Lithuania still suicide capital

  • 2002-04-04
  • Rokas M. Tracevskis and Tassos Coulaloglou
VILNIUS

Lithuania once again takes the dubious honor of being the country with the highest suicide rate in the world, according to figures released this week - and the gap between it and the rest of the world is huge.

The news from the Lithuanian Statistics Department is disheartening. Lithuanians commit suicide more often than anyone else in the world. While last year's numbers have decreased slightly from 2000, they remain an almost two-fold increase compared with 10 years ago.

Lithuania leads the world, with 44 citizens out of every 100,000 taking their own lives. Russia is second with 39. Estonia and Latvia are third and fourth with 38 and 36. The average in the European Union is 20.

Sri Lanka has the highest suicide rate outside Europe, with 31 people out of every 100,000 taking their own lives. Other high rates come from Kazakhstan, Hungary and Belarus.

In 1990 the rate was only 26 per 100,000 people.

The numbers released paint a bleak picture, with most suicides taking place in rural areas where unemployment is high and alcoholism rampant.

According to Onute Davidoniene, director of the State Mental Health Center, pinpointing an exact cause for suicide is impossible. But the clear social and financial problems that exist in Lithuania have had a major effect.

Davidoniene believes that the main reason for the dramatic rise in suicides over the last 10 years has to do with the economic and social transition, which has sharply worsened everyday life for many.

The deep recession resulting from the Russian economic crisis of 1998, which has hit the Lithuanian economy harder than its Baltic and Central European neighbors, is prolonging the phenomenon.
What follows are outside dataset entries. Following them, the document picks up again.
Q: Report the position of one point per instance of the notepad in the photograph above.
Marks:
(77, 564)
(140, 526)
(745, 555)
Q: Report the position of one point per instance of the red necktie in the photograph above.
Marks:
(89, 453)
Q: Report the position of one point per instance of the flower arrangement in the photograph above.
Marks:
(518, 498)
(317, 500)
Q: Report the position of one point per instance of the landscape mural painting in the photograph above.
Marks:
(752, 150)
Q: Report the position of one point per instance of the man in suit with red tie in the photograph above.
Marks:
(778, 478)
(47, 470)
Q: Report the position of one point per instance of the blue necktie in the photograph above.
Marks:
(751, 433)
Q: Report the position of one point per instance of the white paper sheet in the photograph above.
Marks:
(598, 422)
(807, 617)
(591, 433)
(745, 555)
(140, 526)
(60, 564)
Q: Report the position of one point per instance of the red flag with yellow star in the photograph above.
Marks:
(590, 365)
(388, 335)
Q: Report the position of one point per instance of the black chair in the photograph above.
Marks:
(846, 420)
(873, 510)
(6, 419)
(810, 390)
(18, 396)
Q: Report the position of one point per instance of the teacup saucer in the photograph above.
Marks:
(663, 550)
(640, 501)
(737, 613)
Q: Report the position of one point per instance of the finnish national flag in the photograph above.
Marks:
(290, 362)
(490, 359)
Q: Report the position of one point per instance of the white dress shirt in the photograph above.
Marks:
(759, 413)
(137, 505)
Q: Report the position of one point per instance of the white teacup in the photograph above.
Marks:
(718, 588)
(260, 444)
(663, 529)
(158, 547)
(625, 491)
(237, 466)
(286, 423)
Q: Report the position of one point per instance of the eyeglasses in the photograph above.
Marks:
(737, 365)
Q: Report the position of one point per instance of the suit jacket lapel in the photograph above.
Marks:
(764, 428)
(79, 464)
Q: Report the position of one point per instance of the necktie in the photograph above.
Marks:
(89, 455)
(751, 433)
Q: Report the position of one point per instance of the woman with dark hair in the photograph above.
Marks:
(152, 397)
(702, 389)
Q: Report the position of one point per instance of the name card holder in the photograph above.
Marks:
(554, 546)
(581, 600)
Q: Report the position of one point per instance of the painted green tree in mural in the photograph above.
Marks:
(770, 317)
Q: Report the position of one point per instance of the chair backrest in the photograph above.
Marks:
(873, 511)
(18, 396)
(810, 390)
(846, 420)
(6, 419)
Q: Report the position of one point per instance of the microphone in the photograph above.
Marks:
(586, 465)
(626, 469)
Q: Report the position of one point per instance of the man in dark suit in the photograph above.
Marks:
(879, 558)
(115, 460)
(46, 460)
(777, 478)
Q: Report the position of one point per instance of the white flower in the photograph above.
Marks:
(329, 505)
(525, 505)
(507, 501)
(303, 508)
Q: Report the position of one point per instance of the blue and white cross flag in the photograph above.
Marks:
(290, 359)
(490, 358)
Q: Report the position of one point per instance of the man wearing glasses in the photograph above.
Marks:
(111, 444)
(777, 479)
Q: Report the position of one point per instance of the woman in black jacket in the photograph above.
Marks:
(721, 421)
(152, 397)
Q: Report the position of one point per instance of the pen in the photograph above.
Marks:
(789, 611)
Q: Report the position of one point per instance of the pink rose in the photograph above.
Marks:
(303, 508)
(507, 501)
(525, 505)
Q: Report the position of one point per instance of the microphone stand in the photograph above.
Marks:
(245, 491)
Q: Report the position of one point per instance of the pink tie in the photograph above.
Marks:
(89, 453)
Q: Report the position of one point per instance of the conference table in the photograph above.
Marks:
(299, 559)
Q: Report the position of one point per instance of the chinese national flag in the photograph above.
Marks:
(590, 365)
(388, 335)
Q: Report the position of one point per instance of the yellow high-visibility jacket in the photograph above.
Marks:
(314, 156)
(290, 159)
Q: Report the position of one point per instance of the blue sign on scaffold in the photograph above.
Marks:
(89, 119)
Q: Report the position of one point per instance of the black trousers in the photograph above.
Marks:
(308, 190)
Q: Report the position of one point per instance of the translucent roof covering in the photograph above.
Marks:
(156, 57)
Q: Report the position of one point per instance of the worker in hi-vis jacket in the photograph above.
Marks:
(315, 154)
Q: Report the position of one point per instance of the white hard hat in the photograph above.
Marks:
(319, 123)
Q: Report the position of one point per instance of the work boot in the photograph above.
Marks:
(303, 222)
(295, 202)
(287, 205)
"After independence there was great hope that things would get better, and everybody was waiting for that, but everything is the same and people are without hope," explained Davidoniene.
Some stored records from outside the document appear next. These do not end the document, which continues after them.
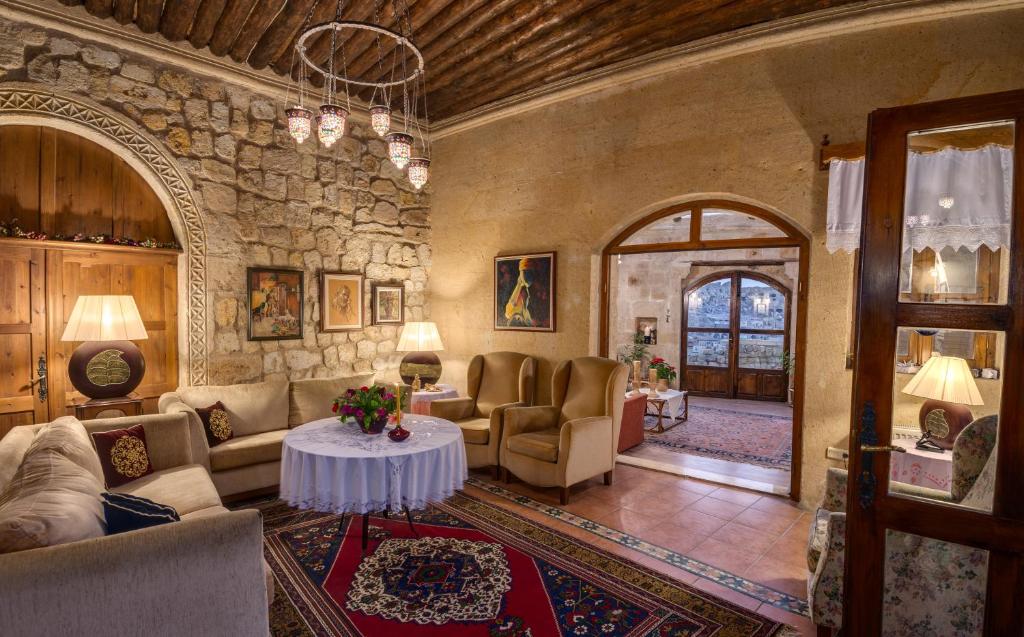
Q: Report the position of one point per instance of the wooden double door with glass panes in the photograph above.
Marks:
(940, 327)
(735, 337)
(39, 283)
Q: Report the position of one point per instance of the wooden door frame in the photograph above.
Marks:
(734, 329)
(880, 313)
(795, 238)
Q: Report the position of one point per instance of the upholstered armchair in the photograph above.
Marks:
(497, 381)
(954, 575)
(573, 438)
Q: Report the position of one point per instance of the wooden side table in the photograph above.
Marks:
(95, 408)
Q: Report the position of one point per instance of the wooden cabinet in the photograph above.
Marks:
(38, 289)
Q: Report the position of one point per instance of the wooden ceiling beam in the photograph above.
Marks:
(541, 66)
(255, 26)
(206, 20)
(99, 8)
(284, 29)
(124, 11)
(147, 14)
(425, 11)
(229, 26)
(472, 53)
(177, 18)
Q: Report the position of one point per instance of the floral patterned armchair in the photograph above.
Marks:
(932, 587)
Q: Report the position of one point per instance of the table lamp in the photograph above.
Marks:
(421, 340)
(948, 385)
(108, 364)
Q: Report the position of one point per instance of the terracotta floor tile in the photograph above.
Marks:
(727, 593)
(744, 537)
(725, 556)
(801, 623)
(763, 521)
(735, 496)
(718, 508)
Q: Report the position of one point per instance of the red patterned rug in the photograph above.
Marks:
(474, 569)
(725, 434)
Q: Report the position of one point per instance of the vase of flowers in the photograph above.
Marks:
(369, 407)
(665, 372)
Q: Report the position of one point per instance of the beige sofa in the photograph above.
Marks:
(260, 415)
(203, 576)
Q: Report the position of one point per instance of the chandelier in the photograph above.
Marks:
(399, 78)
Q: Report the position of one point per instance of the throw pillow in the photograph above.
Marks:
(216, 423)
(124, 512)
(123, 455)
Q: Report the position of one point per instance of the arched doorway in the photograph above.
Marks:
(647, 267)
(735, 336)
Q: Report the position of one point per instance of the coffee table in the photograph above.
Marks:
(672, 404)
(334, 467)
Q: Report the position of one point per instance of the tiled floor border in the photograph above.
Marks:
(754, 590)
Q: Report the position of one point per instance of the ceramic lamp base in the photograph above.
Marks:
(107, 369)
(426, 364)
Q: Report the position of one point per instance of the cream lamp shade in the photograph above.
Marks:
(947, 379)
(104, 317)
(420, 337)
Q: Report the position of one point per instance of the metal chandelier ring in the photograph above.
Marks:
(300, 48)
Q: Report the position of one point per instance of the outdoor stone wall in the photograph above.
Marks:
(265, 202)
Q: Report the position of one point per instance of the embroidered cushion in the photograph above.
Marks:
(123, 455)
(216, 423)
(124, 512)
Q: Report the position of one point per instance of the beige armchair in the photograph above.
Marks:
(576, 437)
(497, 381)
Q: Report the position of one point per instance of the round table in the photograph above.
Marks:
(334, 467)
(422, 399)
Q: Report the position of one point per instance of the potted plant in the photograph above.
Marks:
(369, 407)
(666, 373)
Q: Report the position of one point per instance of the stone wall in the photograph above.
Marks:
(265, 202)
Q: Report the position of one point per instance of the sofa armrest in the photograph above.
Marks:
(453, 409)
(200, 577)
(171, 402)
(525, 419)
(824, 586)
(586, 448)
(835, 497)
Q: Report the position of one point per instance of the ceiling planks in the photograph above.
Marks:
(477, 51)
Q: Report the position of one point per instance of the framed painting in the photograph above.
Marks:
(274, 303)
(388, 304)
(524, 292)
(341, 301)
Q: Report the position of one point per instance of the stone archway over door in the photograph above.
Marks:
(22, 103)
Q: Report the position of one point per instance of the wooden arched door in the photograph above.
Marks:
(735, 337)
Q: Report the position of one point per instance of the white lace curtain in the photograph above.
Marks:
(953, 199)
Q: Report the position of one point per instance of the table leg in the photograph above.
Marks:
(409, 516)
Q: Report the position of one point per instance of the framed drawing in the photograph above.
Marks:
(341, 301)
(388, 304)
(274, 303)
(524, 292)
(647, 330)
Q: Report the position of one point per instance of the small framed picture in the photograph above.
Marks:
(274, 303)
(341, 301)
(524, 292)
(388, 303)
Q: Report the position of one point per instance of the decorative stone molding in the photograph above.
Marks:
(22, 103)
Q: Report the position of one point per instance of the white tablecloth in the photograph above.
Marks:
(336, 468)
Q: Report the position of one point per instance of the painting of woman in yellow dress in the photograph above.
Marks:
(524, 292)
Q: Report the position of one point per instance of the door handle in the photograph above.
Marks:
(881, 449)
(41, 379)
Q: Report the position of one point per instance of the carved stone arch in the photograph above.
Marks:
(30, 104)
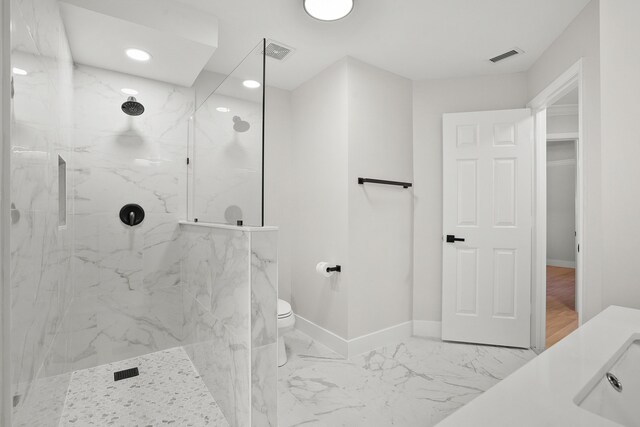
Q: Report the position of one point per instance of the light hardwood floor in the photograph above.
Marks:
(562, 318)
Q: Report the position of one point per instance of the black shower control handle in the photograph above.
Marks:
(131, 214)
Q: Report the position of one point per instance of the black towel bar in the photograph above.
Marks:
(383, 181)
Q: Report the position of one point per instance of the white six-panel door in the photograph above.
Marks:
(487, 201)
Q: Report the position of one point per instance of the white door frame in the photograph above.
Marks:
(566, 82)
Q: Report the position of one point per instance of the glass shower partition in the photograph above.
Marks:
(226, 148)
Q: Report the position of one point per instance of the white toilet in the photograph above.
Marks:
(286, 320)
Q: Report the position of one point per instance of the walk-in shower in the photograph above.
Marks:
(129, 283)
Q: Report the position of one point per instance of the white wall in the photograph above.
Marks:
(581, 40)
(620, 67)
(279, 179)
(432, 98)
(562, 124)
(561, 212)
(380, 217)
(352, 120)
(320, 222)
(41, 286)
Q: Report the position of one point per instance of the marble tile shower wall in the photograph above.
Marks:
(41, 246)
(127, 279)
(230, 296)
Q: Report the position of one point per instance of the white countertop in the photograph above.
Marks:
(542, 392)
(229, 227)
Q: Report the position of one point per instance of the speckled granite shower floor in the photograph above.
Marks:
(414, 383)
(168, 391)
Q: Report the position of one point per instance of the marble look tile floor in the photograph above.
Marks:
(417, 382)
(168, 391)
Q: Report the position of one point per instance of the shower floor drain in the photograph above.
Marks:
(126, 373)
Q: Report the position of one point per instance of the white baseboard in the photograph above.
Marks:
(380, 338)
(368, 342)
(561, 263)
(324, 336)
(427, 328)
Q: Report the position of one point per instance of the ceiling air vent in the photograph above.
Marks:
(506, 55)
(278, 51)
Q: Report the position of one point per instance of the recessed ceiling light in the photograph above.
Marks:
(328, 10)
(251, 84)
(138, 54)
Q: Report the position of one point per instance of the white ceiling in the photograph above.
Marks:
(417, 39)
(180, 39)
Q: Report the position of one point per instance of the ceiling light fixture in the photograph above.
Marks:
(251, 84)
(138, 54)
(328, 10)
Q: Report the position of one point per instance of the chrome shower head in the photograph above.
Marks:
(240, 125)
(132, 107)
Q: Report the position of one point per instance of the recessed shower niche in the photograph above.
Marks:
(95, 292)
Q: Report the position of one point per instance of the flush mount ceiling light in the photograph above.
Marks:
(251, 84)
(138, 54)
(328, 10)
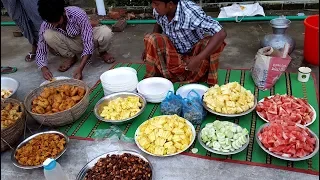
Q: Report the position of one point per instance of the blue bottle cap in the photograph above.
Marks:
(49, 164)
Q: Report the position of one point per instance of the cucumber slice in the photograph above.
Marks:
(194, 150)
(239, 129)
(225, 150)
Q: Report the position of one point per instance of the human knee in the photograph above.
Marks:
(151, 37)
(103, 33)
(50, 36)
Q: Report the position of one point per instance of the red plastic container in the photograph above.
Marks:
(311, 39)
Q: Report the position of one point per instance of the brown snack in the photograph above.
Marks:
(38, 149)
(57, 99)
(10, 114)
(120, 167)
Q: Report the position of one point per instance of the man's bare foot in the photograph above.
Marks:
(31, 55)
(67, 64)
(107, 58)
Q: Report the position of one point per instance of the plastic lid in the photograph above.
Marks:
(49, 164)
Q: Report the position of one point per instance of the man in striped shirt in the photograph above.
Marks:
(179, 48)
(66, 31)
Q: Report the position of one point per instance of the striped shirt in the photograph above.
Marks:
(78, 23)
(188, 26)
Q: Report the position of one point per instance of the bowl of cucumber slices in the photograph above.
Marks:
(224, 137)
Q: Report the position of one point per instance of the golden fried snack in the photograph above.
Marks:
(45, 93)
(81, 92)
(57, 99)
(39, 110)
(10, 114)
(76, 98)
(74, 91)
(37, 150)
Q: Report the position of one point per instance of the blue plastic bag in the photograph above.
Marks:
(171, 105)
(192, 108)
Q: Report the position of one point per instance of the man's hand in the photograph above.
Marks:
(77, 74)
(194, 64)
(46, 73)
(143, 56)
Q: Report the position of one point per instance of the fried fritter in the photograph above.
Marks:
(37, 150)
(10, 114)
(57, 99)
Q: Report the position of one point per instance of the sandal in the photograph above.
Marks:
(8, 70)
(67, 64)
(30, 57)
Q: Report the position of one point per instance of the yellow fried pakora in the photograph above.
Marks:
(10, 114)
(37, 150)
(57, 99)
She especially stressed the problem of suicide in the rural areas and the unambiguous correlation with alcohol.

"Around 80 percent of suicides are alcohol-related, and we see the biggest problems with that in the countryside. In rural areas, everybody drinks."
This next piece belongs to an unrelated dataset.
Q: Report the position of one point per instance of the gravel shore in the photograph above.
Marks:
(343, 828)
Nijole Kryzanauskiene, a psychologist from the south-western town of Marijampole, said there was a complex variety of reasons for Lithuania's suicide rate.

Three-quarters of the world's countries and 90 percent of the world's population are living in far poorer conditions than Lithuanians, she argued, so not only social reasons are behind the suicides.

One of them is the Lithuanian mentality, she said - the "stiff upper lip" tradition.

Kryzanauskiene emphasized that Lithuania was the richest republic in the Soviet Union, according to U.S.S.R. statistics - yet even despite that, the suicide rate was higher there than in the rest of the Soviet empire."Lithuanians are emotional and very sensitive people. However, traditions demand that we don't show our emotions in public. Russians can speak about their biggest emotional secrets even to people they have never seen before. Lithuanians are always alone emotionally. Even in the family.

The suicide rate for men is far higher than for women in most countries around the world. In Lithuania, the difference is especially vivid. While 14 women out of every 100,000 take their own lives in Lithuania, so do 74 out of every 100,000 men.

"Men especially hide their emotions," said Kryzanauskiene. "Traditions are very strong among elderly people in the countryside. This is one of the reasons why men, pensioners and farmers dominate the suicide statistics in Lithuania," she said.

Another of the reasons for Lithuania's massive rate of suicide is that little psychological counseling is available, particularly in rural areas. There are telephone helplines people can call to speak with counselors, but Davidoniene believes much more should be done.

"The government has just started a five-to-10 year program, a national strategy for suicide prevention, but it will take some years before the situation really changes."

Alvydas Repecka, a toxicologist with the Baltic-American Clinic in Vilnius, blames alcohol. "The roots of alcoholism are in Lithuania's tragic history. The country lost one-third of its population because of foreign occupations in the 20th century - more than any other. During the Soviet occupation, people had to hide their real thoughts. That was the direct road to alcoholism, a temporary escape route from the stress of reality.

Alcoholism flourishes in the rural areas, where farmers were forced to give up their land and other possessions to the Soviets after World War II. "Now they are forced to adopt free-market rules. But I think the new generation of Lithuanians will be different. They will grow under conditions of freedom, and all these alcohol and suicide problems will be solved," said Repecka.

The media are also to blame, said Kryzanauskiene. "Our newspapers sensationalize about individual suicides. After reading these articles, people can think, 'I'm not alone,' and it will encourage them. I'd prefer that these issues were discussed only by professional psychologists in professional literature," she said.